The significant decline in VIP gaming is being partially offset by the new NZ online casino which has made a bright start and is already contributing meaningfully to earnings. If the NZ government transitions to a regulated online market, SKC estimates the market potential to be $350 million pa.
The NZ government still has the country on its ‘orange’ alert level having only moved off ‘red’ in April this year. The overzealous approach to health policy remains a risk for SKC as the country is yet to go ‘green’ or fully back to normal. The NZ economy is also experiencing rapidly rising interest rates that could curb consumer spending.

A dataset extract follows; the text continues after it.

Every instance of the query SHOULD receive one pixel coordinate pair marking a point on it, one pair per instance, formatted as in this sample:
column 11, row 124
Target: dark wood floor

Otherwise, SKC is relatively free of the regulatory storms that have engulfed Crown Resorts and Star Entertainment Group. The SA regulator’s inquiry into SKC on the back of AUSTRAC’s enforcement investigation is unlikely to turn up as much dirt and we think any potential fine from adverse findings would be minor.
There is plenty of value still in the share price, in our view. We assume a resumption of the dividend in 1H23f and see the PE ratio of 17x FY23f consensus EPS as undemanding.
Risks to investment view
SKC’s earnings recovery is dependent on the New Zealand economy regaining full functionality post-COVID restrictions being eased. This is a gradual and cautious approach but beyond SKC’s control.
Recommendation
We have retained our Buy recommendation.